使用Beautiful Soup
1.简介
简单来说Beautiful Soup是Python的一个HTML或XML解析库,可以用来方便的从网页中提取数据。Beautiful Soup提供了一些简单的Python式的函数来打处理导航,搜索,修改分析树等功能。它是一个工具箱,通过解析文档为用户提供需要抓取的数据。
Beautiful Soup自动将文本文档转换为Unicode编码,输出文档转换为UTF-8编码。
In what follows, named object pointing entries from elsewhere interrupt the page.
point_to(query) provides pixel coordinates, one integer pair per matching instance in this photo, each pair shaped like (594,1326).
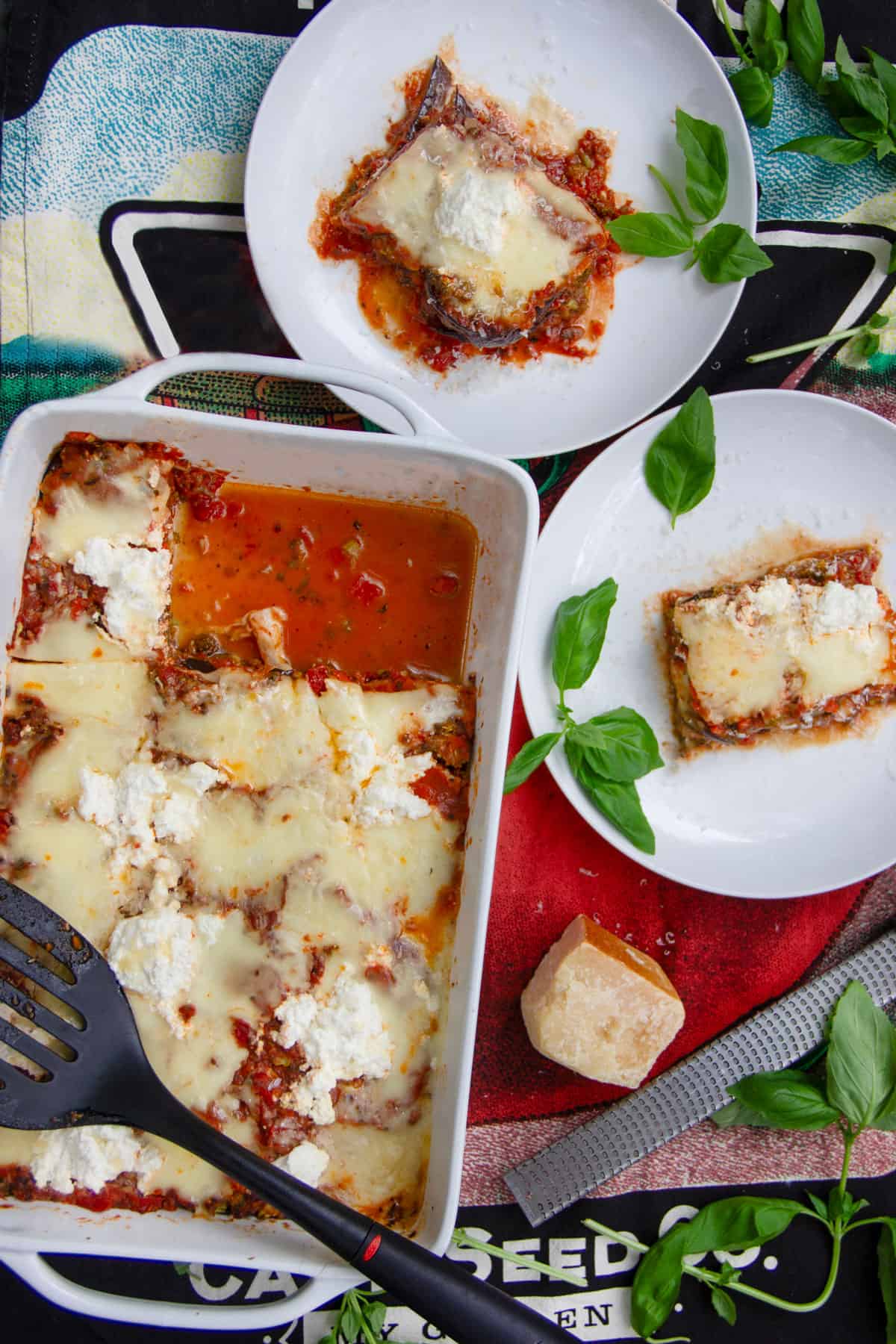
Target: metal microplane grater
(773,1038)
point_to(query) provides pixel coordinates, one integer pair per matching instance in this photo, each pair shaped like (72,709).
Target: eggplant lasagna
(269,859)
(469,237)
(805,644)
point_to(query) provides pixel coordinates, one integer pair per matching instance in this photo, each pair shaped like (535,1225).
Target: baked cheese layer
(762,648)
(505,233)
(272,870)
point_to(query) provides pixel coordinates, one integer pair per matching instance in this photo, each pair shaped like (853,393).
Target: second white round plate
(615,65)
(793,470)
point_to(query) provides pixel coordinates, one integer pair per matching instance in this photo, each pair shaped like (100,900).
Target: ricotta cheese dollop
(144,806)
(343,1036)
(137,581)
(382,781)
(155,954)
(90,1156)
(308,1163)
(474,208)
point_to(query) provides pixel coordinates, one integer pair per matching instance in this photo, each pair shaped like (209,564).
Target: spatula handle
(442,1292)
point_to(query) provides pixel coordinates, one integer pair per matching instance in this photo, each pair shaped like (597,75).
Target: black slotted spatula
(102,1077)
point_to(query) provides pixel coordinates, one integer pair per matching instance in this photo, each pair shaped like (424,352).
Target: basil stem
(822,340)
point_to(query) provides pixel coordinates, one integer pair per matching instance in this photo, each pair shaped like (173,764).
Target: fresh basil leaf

你不需要考虑编码方式,除非文档没有指定一个编码方式,这时你仅仅需要说明一下原始编码方式就可以了。
2.准备工作
安装Beautiful Soup
a.相关链接
官方文档:https://www.crummy.com/software/BeautifulSoup/bs4/doc/
中文文档:https://www.crummy.com/software/BeautifulSoup/bs4/doc.zh
PyPi : https://pypi.python.org/pypi/beautifulsoup4
b.pip3安装
pip3 install beautifulsoup4
c.whell安装
从PiPy下载whell文件
然后使用pip安装whell文件
3.使用Beautiful Soup
1.基本用法
from bs4 import BeautifulSoup html = """ <html lang="en"> <head> <meta charset="UTF-8"> <title>The Beautiful Suop</title> </head> <body> <p class="title" name="dromouse"><b>The story</b></p> <p class="story" >once upon a time there were three title sisters;and their name were <a href="http://example.com/elsie" class="sister" id="link1">Elise</a> <a href="http://example.com/lacie" class="sister" id="link2">Lacie</a> <a href="http://example.com/tillie" class="sister" id="link3">Tillie</a>; and they lived at the bottom of a well. </p> <p class="story">...</p> """ soup = BeautifulSoup(html, 'lxml') print(soup.prettify()) print(soup.title.string)
运行结果如下:
<html lang="en"> <head> <meta charset="utf-8"/> <title> The Beautiful Suop </title> </head> <body> <p class="title" name="dromouse"> <b> The story </b> </p> <p class="story"> once upon a time there were three title sisters;and their name were <a class="sister" href="http://example.com/elsie" id="link1"> Elise </a> <a class="sister" href="http://example.com/lacie" id="link2"> Lacie </a> <a class="sister" href="http://example.com/tillie" id="link3"> Tillie </a> ; and they lived at the bottom of a well. </p> <p class="story"> ... </p> </body> </html> The Beautiful Suop
这里首先声明一个变量html,它是一个HTML字符串。但是需要注意,它并不是一个完成的HTML字符串,body和html节点没有闭合。接着我们将它作为第一个参数传递给Beautiful Soup对象,第二个参数为解析器的类型(这里使用的是lxml),此时就完成了Beautiful Soup对象的初始化。然后将这个对象复制给soup变量。接下来就可以调用soup的各个方法和属性来解析这串HTML代码了。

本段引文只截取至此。